In April, after 18 months of stonewalling, the San Bernardino County Sheriff’s Department finally released footage of the 2022 killing of 15-year-old Savannah Graziano. Graziano was gunned down as she followed orders from a deputy to approach him in broad daylight.

Thanks to the work of independent journalist Joey Scott and the First Amendment Coalition, we know now that Sheriff Shannon Dicus was plainly wrong when he said at the time of the killing, “Evidence suggests that Savannah Graziano was a participant in shooting at our deputies.”

Riverside County, meanwhile, made national news a couple of weeks back following  a New York Times investigation into the 2020 killing of Christopher Zumwalt in the county’s jail system.

“Video from inside a Southern California jail shows a violent confrontation in October 2020 in which 10 sheriff’s deputies burst into the cell of a man who was having delusions and resisting medical care, restrained him and repeatedly shocked him, leading to his death days later,” the Times reported.
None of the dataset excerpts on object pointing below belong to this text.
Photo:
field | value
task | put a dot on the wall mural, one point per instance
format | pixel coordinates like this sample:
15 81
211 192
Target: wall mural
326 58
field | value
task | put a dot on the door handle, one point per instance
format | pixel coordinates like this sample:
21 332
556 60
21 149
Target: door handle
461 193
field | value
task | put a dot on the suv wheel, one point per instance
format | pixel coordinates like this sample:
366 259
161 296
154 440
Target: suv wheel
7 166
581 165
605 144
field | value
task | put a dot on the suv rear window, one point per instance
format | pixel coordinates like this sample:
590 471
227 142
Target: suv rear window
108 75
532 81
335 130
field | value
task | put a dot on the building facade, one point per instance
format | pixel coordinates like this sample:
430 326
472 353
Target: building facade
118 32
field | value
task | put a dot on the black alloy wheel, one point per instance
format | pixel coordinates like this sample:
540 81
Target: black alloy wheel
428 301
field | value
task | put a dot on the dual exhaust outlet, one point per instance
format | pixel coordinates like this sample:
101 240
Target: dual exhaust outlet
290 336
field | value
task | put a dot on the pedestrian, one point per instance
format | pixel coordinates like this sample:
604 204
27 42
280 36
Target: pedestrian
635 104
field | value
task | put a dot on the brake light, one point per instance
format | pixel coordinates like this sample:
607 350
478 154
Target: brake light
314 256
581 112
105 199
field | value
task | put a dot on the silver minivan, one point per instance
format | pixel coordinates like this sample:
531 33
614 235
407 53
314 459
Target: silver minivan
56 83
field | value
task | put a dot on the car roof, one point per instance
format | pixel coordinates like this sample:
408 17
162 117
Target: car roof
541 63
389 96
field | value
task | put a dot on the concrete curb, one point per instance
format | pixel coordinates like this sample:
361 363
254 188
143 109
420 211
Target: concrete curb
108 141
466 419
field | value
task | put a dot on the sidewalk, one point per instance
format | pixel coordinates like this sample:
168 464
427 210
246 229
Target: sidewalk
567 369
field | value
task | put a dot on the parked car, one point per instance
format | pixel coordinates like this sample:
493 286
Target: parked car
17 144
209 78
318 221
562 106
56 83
The resulting lawsuit resulted in a $7.5 million settlement agreed to this past December by the county.

Sheriff Chad Bianco defended those responsible. It’s no wonder his sheriff’s department continues to accrue lawsuits related to jail deaths.

Most recent is the reporting by the Southern California News Group’s Tony Saavedra on the Fontana police department’s bizarre psychological torture of Thomas Perez Jr., who was forced into giving a false confession that he had killed his father. His father was in fact alive.

A U.S. district judge had ruled that “a reasonable juror could conclude that the detectives inflicted unconstitutional psychological torture on Perez,” who received a $900,000 settlement.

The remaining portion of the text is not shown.